In the words of Glady S. Lewis about the bible and what it means to her as a woman, I find this to be my beliefs as well but her words do it more justice than mine. She says:
"The Bible is a collection of narratives of violence: murder, betrayal, brokenness; in our connections with it through the collegiality of our own brokenness, we find meaning for our narratives-inspiration from the violence done to us AND those which we perpetrate on others. To make it a totem, an object of worship, or a lucky charm violates its spirit and diminishes its force for healing. It is a road map for our journey, a diary for our reflection, and a compass for our direction: a text with many voices, many narrators, many themes, many interpretations...
We learn a great deal by reading the Bible about Jesus which affirms us spiritually and culturally. Especially as women. Especially Jesus and non-Jewish women. He first announced his ministry to one: the woman at the well. Jesus never got entangled with doctrine; he lived it, and while living it, told stories and took care of people. I think this is the edge women have with Jesus. He announced He was the Messiah to a non-Jewish woman-that event came out in a practical ministry setting and conversation — he wanted a drink of water. Of course, the emphasis we get is on his knowing she was a woman with a bad reputation and being kind to her anyway -- chalk one up for male rhetoric.
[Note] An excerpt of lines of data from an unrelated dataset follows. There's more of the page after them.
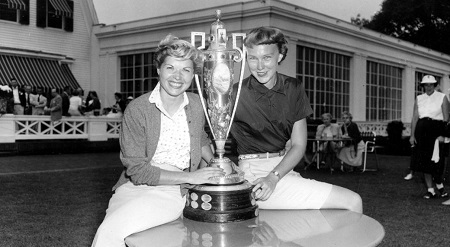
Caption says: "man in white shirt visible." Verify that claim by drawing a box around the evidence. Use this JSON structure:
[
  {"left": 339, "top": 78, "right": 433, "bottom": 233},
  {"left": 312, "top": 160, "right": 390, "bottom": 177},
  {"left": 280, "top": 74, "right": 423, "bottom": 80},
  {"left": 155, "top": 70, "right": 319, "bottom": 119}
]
[
  {"left": 31, "top": 87, "right": 47, "bottom": 115},
  {"left": 22, "top": 85, "right": 35, "bottom": 115}
]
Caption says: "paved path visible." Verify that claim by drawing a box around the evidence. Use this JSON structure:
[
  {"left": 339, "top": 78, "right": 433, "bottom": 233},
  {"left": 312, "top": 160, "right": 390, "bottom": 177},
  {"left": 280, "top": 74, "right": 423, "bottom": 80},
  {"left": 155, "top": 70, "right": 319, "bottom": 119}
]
[{"left": 0, "top": 152, "right": 122, "bottom": 176}]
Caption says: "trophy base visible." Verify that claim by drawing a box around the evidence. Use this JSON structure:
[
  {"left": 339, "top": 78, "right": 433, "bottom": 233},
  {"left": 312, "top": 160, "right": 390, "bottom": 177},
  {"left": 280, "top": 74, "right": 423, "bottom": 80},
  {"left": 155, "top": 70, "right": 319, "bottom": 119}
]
[{"left": 183, "top": 182, "right": 259, "bottom": 223}]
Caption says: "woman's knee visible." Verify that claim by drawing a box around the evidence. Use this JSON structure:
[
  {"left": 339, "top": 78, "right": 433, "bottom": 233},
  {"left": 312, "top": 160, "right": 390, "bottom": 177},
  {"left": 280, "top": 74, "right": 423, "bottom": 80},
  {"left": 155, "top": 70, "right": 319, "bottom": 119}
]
[{"left": 322, "top": 185, "right": 363, "bottom": 213}]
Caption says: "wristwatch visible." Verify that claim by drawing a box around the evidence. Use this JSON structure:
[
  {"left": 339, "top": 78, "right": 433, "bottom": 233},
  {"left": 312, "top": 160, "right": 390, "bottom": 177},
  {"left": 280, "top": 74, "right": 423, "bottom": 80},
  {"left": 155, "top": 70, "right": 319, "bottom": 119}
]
[{"left": 272, "top": 170, "right": 281, "bottom": 180}]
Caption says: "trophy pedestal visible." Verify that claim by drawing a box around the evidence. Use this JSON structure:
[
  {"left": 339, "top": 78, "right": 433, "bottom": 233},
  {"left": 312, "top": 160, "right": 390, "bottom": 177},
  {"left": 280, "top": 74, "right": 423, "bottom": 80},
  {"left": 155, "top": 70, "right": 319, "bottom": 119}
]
[{"left": 183, "top": 181, "right": 258, "bottom": 223}]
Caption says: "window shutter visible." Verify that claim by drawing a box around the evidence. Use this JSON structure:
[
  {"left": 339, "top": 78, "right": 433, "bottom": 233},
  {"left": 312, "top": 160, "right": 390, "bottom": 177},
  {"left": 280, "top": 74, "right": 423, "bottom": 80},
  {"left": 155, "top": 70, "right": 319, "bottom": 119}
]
[
  {"left": 19, "top": 0, "right": 30, "bottom": 25},
  {"left": 36, "top": 0, "right": 47, "bottom": 27},
  {"left": 64, "top": 1, "right": 75, "bottom": 32}
]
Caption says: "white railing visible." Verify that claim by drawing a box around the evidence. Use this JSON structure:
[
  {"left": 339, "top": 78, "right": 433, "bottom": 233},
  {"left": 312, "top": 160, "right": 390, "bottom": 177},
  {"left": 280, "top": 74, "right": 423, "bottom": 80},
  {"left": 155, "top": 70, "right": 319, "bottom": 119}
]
[
  {"left": 0, "top": 114, "right": 411, "bottom": 143},
  {"left": 0, "top": 114, "right": 122, "bottom": 143},
  {"left": 355, "top": 121, "right": 411, "bottom": 136}
]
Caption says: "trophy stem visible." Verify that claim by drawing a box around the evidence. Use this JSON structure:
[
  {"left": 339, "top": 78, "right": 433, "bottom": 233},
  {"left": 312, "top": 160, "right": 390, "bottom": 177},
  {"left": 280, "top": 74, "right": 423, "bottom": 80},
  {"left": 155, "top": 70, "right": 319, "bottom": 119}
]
[
  {"left": 214, "top": 140, "right": 226, "bottom": 159},
  {"left": 194, "top": 74, "right": 216, "bottom": 139},
  {"left": 225, "top": 41, "right": 246, "bottom": 136}
]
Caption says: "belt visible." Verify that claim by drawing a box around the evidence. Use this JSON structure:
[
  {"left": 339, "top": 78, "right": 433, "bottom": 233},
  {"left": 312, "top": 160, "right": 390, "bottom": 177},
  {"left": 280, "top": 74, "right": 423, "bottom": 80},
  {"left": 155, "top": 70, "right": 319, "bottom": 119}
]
[
  {"left": 238, "top": 149, "right": 286, "bottom": 160},
  {"left": 419, "top": 117, "right": 445, "bottom": 122}
]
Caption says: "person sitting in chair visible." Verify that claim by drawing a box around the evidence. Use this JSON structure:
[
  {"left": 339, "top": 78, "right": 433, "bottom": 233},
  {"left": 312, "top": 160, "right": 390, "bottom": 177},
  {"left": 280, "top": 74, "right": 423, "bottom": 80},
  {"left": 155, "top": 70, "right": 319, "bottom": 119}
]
[
  {"left": 316, "top": 113, "right": 342, "bottom": 168},
  {"left": 338, "top": 111, "right": 364, "bottom": 171}
]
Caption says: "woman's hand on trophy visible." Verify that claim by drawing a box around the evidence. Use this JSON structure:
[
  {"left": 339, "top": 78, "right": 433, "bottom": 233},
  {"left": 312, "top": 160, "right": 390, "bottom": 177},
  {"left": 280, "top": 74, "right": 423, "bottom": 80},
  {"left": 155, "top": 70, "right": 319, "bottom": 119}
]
[
  {"left": 253, "top": 176, "right": 278, "bottom": 201},
  {"left": 189, "top": 167, "right": 225, "bottom": 184}
]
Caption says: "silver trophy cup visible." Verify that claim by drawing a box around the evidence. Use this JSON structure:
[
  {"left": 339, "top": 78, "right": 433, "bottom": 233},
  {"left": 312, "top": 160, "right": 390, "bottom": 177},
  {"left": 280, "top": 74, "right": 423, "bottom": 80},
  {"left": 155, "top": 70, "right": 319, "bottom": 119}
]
[{"left": 183, "top": 10, "right": 259, "bottom": 222}]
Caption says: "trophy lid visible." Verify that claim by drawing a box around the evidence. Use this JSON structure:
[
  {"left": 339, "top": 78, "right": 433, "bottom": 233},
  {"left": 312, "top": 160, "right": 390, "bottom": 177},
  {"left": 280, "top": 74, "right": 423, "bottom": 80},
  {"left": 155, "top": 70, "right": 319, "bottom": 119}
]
[{"left": 209, "top": 9, "right": 228, "bottom": 50}]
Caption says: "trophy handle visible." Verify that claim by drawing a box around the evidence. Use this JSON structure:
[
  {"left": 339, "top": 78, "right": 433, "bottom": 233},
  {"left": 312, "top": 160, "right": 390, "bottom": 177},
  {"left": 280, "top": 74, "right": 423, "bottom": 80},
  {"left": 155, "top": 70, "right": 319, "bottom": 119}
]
[
  {"left": 232, "top": 33, "right": 246, "bottom": 62},
  {"left": 194, "top": 74, "right": 216, "bottom": 139},
  {"left": 225, "top": 33, "right": 247, "bottom": 139},
  {"left": 191, "top": 32, "right": 206, "bottom": 50}
]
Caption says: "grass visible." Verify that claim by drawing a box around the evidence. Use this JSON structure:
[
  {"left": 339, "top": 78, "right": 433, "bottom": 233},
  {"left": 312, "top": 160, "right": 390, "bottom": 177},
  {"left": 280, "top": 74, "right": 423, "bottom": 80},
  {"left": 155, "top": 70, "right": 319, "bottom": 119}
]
[{"left": 0, "top": 151, "right": 450, "bottom": 247}]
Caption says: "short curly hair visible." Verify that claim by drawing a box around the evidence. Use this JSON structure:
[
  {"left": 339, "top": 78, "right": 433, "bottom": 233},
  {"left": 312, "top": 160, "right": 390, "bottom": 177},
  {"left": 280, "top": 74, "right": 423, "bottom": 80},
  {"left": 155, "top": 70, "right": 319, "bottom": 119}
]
[
  {"left": 154, "top": 34, "right": 203, "bottom": 69},
  {"left": 244, "top": 27, "right": 288, "bottom": 64}
]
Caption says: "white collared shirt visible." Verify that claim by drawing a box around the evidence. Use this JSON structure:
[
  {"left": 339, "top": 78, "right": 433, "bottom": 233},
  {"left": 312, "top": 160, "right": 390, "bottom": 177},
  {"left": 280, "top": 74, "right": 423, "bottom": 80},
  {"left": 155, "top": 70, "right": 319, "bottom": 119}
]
[
  {"left": 12, "top": 87, "right": 20, "bottom": 104},
  {"left": 417, "top": 91, "right": 446, "bottom": 120},
  {"left": 149, "top": 83, "right": 190, "bottom": 170}
]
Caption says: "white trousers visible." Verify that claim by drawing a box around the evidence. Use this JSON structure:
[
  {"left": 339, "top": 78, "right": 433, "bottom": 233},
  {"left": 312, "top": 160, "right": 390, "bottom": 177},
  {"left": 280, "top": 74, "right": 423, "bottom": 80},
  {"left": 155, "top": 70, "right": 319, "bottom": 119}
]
[
  {"left": 92, "top": 182, "right": 185, "bottom": 247},
  {"left": 239, "top": 157, "right": 332, "bottom": 209}
]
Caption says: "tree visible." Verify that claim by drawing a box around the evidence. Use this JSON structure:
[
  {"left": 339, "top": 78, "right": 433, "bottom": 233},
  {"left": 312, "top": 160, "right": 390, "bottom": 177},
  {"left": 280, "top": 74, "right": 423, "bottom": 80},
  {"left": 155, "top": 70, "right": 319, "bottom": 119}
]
[{"left": 352, "top": 0, "right": 450, "bottom": 55}]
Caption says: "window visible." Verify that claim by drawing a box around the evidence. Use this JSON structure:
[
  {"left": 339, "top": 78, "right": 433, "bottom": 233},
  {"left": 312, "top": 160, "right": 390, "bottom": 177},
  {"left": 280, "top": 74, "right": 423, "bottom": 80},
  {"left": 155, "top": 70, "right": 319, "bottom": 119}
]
[
  {"left": 0, "top": 0, "right": 30, "bottom": 25},
  {"left": 297, "top": 46, "right": 350, "bottom": 118},
  {"left": 119, "top": 52, "right": 197, "bottom": 98},
  {"left": 36, "top": 0, "right": 74, "bottom": 32},
  {"left": 414, "top": 71, "right": 445, "bottom": 96},
  {"left": 366, "top": 61, "right": 402, "bottom": 121}
]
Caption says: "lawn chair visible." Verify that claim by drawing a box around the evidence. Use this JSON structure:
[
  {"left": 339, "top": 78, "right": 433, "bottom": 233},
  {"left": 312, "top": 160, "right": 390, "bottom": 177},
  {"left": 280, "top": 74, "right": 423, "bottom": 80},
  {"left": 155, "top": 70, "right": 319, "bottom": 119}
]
[{"left": 361, "top": 131, "right": 381, "bottom": 172}]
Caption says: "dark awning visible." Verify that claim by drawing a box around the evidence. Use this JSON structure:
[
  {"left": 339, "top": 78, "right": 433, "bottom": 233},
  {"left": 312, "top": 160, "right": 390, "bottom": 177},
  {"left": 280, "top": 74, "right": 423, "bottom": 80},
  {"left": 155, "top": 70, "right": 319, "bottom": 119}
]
[
  {"left": 8, "top": 0, "right": 27, "bottom": 10},
  {"left": 49, "top": 0, "right": 72, "bottom": 17},
  {"left": 0, "top": 55, "right": 80, "bottom": 89}
]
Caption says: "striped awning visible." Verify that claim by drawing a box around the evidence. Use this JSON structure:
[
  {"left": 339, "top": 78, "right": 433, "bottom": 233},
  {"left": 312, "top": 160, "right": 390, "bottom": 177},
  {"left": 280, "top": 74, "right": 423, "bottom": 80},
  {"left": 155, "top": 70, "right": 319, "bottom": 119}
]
[
  {"left": 8, "top": 0, "right": 27, "bottom": 10},
  {"left": 0, "top": 55, "right": 80, "bottom": 89},
  {"left": 49, "top": 0, "right": 72, "bottom": 17}
]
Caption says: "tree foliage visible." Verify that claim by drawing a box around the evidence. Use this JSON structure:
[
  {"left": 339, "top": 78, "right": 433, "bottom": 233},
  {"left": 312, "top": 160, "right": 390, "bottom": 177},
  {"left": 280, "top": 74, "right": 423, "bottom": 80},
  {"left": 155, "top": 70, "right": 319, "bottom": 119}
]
[{"left": 352, "top": 0, "right": 450, "bottom": 54}]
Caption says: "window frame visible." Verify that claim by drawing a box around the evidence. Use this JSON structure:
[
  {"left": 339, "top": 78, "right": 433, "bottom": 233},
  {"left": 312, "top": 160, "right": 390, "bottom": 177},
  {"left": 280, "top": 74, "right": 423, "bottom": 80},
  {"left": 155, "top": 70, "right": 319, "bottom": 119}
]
[
  {"left": 0, "top": 0, "right": 30, "bottom": 25},
  {"left": 296, "top": 45, "right": 351, "bottom": 119}
]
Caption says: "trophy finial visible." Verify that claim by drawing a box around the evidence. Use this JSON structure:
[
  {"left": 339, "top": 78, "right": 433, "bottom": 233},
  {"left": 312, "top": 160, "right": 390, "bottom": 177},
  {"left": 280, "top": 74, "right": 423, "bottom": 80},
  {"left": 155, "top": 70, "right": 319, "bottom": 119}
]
[
  {"left": 216, "top": 9, "right": 222, "bottom": 21},
  {"left": 209, "top": 9, "right": 228, "bottom": 50}
]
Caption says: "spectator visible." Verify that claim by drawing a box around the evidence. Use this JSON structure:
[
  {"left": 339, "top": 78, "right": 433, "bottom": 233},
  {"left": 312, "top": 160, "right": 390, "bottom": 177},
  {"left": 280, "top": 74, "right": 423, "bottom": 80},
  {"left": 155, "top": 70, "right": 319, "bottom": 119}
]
[
  {"left": 0, "top": 85, "right": 12, "bottom": 117},
  {"left": 68, "top": 90, "right": 83, "bottom": 116},
  {"left": 9, "top": 78, "right": 25, "bottom": 115},
  {"left": 338, "top": 111, "right": 364, "bottom": 171},
  {"left": 409, "top": 75, "right": 449, "bottom": 199},
  {"left": 125, "top": 96, "right": 134, "bottom": 109},
  {"left": 316, "top": 113, "right": 342, "bottom": 169},
  {"left": 85, "top": 91, "right": 101, "bottom": 116},
  {"left": 113, "top": 93, "right": 126, "bottom": 114},
  {"left": 106, "top": 93, "right": 125, "bottom": 118},
  {"left": 31, "top": 87, "right": 47, "bottom": 115},
  {"left": 44, "top": 88, "right": 62, "bottom": 122},
  {"left": 61, "top": 86, "right": 72, "bottom": 117},
  {"left": 21, "top": 85, "right": 35, "bottom": 115}
]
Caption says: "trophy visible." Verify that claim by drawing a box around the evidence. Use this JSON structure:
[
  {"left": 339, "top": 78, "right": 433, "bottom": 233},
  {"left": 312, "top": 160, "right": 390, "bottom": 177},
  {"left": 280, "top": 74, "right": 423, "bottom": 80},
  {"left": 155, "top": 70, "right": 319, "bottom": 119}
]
[{"left": 183, "top": 10, "right": 258, "bottom": 222}]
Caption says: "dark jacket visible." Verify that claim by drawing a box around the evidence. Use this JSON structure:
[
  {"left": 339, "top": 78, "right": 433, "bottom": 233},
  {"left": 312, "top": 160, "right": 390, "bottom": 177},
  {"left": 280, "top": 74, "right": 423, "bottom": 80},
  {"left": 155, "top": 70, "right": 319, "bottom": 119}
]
[{"left": 61, "top": 92, "right": 70, "bottom": 116}]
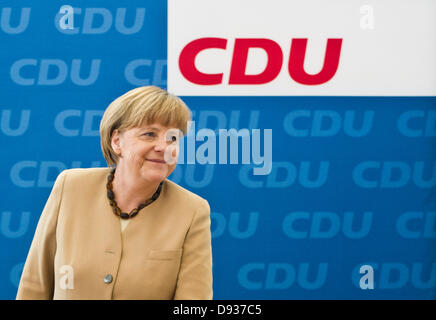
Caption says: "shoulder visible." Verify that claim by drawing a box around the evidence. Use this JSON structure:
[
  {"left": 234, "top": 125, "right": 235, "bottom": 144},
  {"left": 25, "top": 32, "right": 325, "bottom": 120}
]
[
  {"left": 165, "top": 179, "right": 210, "bottom": 210},
  {"left": 58, "top": 167, "right": 110, "bottom": 186}
]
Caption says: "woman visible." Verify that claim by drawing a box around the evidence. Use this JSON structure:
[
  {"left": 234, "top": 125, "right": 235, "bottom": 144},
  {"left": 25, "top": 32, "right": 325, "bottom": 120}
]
[{"left": 17, "top": 86, "right": 212, "bottom": 299}]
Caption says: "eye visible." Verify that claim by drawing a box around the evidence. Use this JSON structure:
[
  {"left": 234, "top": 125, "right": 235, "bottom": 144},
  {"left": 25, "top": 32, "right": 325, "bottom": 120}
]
[{"left": 143, "top": 131, "right": 154, "bottom": 137}]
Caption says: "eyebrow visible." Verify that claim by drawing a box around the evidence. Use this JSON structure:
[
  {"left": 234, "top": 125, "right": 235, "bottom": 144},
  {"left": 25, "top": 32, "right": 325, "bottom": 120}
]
[{"left": 140, "top": 126, "right": 160, "bottom": 131}]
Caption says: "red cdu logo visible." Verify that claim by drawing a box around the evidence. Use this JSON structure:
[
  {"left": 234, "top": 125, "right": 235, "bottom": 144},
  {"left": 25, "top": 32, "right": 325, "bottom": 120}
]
[{"left": 178, "top": 38, "right": 342, "bottom": 85}]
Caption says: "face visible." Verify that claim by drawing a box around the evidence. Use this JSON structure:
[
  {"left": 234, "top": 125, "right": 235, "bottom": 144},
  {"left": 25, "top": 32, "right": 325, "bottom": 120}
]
[{"left": 111, "top": 123, "right": 181, "bottom": 183}]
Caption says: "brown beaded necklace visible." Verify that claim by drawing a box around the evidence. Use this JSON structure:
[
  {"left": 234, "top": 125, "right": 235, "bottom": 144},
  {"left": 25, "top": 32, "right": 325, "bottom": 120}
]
[{"left": 106, "top": 168, "right": 163, "bottom": 219}]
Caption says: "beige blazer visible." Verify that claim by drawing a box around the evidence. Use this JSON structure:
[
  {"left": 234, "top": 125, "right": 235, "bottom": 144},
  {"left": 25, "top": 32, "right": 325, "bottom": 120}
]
[{"left": 17, "top": 168, "right": 212, "bottom": 299}]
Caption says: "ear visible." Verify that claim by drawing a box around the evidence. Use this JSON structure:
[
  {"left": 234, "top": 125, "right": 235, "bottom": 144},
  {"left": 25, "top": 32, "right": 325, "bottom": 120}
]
[{"left": 111, "top": 129, "right": 121, "bottom": 155}]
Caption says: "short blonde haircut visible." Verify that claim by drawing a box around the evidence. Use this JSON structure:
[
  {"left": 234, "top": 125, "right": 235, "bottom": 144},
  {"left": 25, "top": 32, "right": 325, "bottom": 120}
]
[{"left": 100, "top": 86, "right": 192, "bottom": 166}]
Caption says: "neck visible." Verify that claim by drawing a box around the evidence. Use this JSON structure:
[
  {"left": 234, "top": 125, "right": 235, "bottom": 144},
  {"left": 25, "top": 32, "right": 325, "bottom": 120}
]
[{"left": 112, "top": 167, "right": 159, "bottom": 212}]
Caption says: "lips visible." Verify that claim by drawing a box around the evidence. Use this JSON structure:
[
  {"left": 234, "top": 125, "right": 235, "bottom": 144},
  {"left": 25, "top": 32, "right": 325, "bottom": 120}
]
[{"left": 147, "top": 159, "right": 166, "bottom": 164}]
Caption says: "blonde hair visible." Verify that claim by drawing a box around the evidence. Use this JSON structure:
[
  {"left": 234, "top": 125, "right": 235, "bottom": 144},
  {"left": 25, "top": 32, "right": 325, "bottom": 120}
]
[{"left": 100, "top": 86, "right": 192, "bottom": 166}]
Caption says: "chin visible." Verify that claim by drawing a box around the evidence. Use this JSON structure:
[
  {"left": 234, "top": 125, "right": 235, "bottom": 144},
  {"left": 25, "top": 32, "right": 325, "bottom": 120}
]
[{"left": 143, "top": 172, "right": 167, "bottom": 183}]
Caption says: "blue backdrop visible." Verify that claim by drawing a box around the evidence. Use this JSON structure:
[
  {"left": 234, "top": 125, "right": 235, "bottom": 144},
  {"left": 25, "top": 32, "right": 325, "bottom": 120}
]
[{"left": 0, "top": 0, "right": 436, "bottom": 299}]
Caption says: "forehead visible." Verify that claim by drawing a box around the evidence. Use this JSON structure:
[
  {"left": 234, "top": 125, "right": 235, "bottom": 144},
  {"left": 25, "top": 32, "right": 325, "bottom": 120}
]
[{"left": 133, "top": 122, "right": 176, "bottom": 131}]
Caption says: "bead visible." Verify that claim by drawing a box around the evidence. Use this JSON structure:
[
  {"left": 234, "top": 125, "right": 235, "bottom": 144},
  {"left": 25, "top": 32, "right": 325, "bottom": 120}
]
[
  {"left": 107, "top": 190, "right": 115, "bottom": 200},
  {"left": 120, "top": 212, "right": 129, "bottom": 219},
  {"left": 106, "top": 168, "right": 163, "bottom": 219}
]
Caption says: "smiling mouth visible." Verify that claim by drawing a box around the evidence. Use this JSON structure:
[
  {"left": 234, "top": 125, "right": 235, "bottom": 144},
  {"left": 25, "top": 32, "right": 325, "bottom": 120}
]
[{"left": 147, "top": 159, "right": 166, "bottom": 164}]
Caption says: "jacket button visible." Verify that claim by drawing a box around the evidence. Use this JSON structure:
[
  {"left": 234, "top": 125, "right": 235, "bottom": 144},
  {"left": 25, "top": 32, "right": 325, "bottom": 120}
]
[{"left": 104, "top": 274, "right": 113, "bottom": 283}]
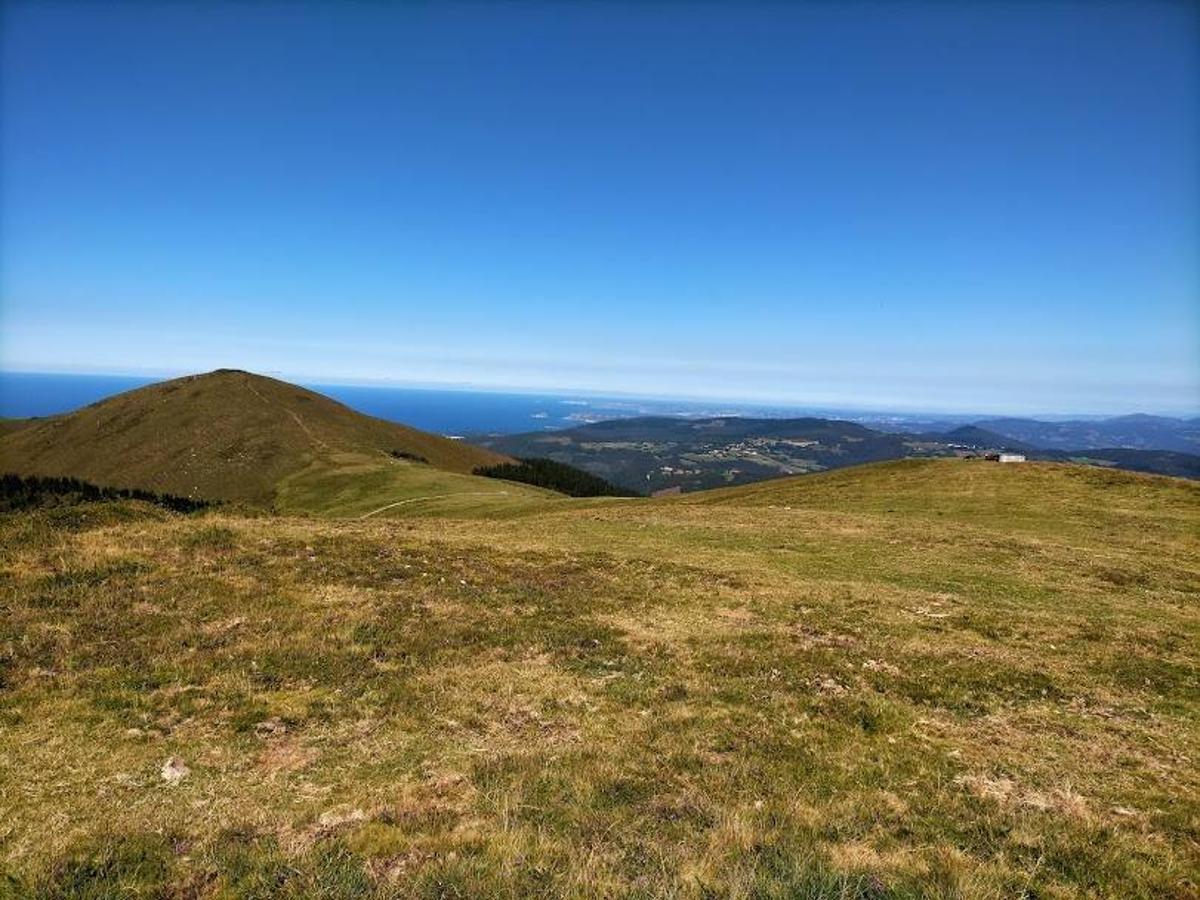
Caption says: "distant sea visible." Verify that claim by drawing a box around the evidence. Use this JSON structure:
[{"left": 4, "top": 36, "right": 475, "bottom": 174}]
[{"left": 0, "top": 372, "right": 806, "bottom": 436}]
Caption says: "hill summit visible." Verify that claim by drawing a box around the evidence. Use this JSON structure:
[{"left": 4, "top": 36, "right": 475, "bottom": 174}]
[{"left": 0, "top": 368, "right": 506, "bottom": 503}]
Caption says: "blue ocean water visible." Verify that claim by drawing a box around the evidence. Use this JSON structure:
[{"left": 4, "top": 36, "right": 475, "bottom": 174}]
[{"left": 0, "top": 372, "right": 768, "bottom": 436}]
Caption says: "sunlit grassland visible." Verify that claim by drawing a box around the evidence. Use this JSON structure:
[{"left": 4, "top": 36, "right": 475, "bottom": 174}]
[
  {"left": 275, "top": 452, "right": 560, "bottom": 518},
  {"left": 0, "top": 461, "right": 1200, "bottom": 898}
]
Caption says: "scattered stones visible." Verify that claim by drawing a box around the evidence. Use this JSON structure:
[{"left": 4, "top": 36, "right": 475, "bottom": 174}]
[
  {"left": 863, "top": 659, "right": 900, "bottom": 676},
  {"left": 317, "top": 809, "right": 367, "bottom": 832},
  {"left": 160, "top": 756, "right": 192, "bottom": 785},
  {"left": 254, "top": 715, "right": 288, "bottom": 738}
]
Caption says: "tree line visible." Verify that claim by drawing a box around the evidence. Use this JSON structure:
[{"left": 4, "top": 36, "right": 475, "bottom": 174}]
[
  {"left": 475, "top": 456, "right": 642, "bottom": 497},
  {"left": 0, "top": 475, "right": 211, "bottom": 512}
]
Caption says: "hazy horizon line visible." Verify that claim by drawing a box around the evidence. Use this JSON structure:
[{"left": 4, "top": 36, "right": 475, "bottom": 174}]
[{"left": 0, "top": 365, "right": 1200, "bottom": 421}]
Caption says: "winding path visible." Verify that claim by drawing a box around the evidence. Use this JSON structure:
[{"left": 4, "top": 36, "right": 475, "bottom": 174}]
[{"left": 359, "top": 491, "right": 509, "bottom": 518}]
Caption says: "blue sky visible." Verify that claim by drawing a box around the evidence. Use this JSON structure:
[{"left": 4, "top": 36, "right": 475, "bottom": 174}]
[{"left": 0, "top": 2, "right": 1200, "bottom": 413}]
The Syro-Phoenician woman helped Jesus clarify his ministry by using his language against him. Does the jingo-ism and ethnic chauvinism of Jesus in that passage bother you? After he had fed the multitudes, she came asking him to heal her daughter. He said, “I can’t take the children’s bread and throw it before dogs.” He called her a dog, and I don’t think it was because she was not cute. She said, “Dogs eat crumbs under the children’s table. I would take those.” Jesus checks himself. I am helped enormously by thinking of Jesus as a teacher. I think Jesus had just re-stated the syllabus to 15 freshmen and this Syro-Phoenician woman graduate student walked up with a real question, and Jesus responded in a tone he wanted to use for the freshmen. But she, knowing how to use language and metaphor, turned it on him. Submissiveness? Bah! Balderdash! My exodus experience helps me recognize the divine and it shapes me."

True Freedom and Liberty

What is true liberty? It starts with Religion, yes, Religion, it is the foundation of all true liberty that we have as living souls, if we do not have the freedom to believe or not, as we choose, then we are never really free in any other sense of the word.It is our 'beliefs' that truly maps out our paths in how we live and work in this world. Our beliefs shape every aspect of who we are and how we relate to others, our beliefs are who we truly are in this world.
The true test of freedom and liberty in any country or government is the freedom to believe or not in God.
True Religious Liberty is the God-given and indefeasible right of every human being, to worship God or not, according to the dictates of one's own conscience; and, as long as we do not infringe on the rights of others, we are all to be held accountable to God alone, for all our religious beliefs and practices.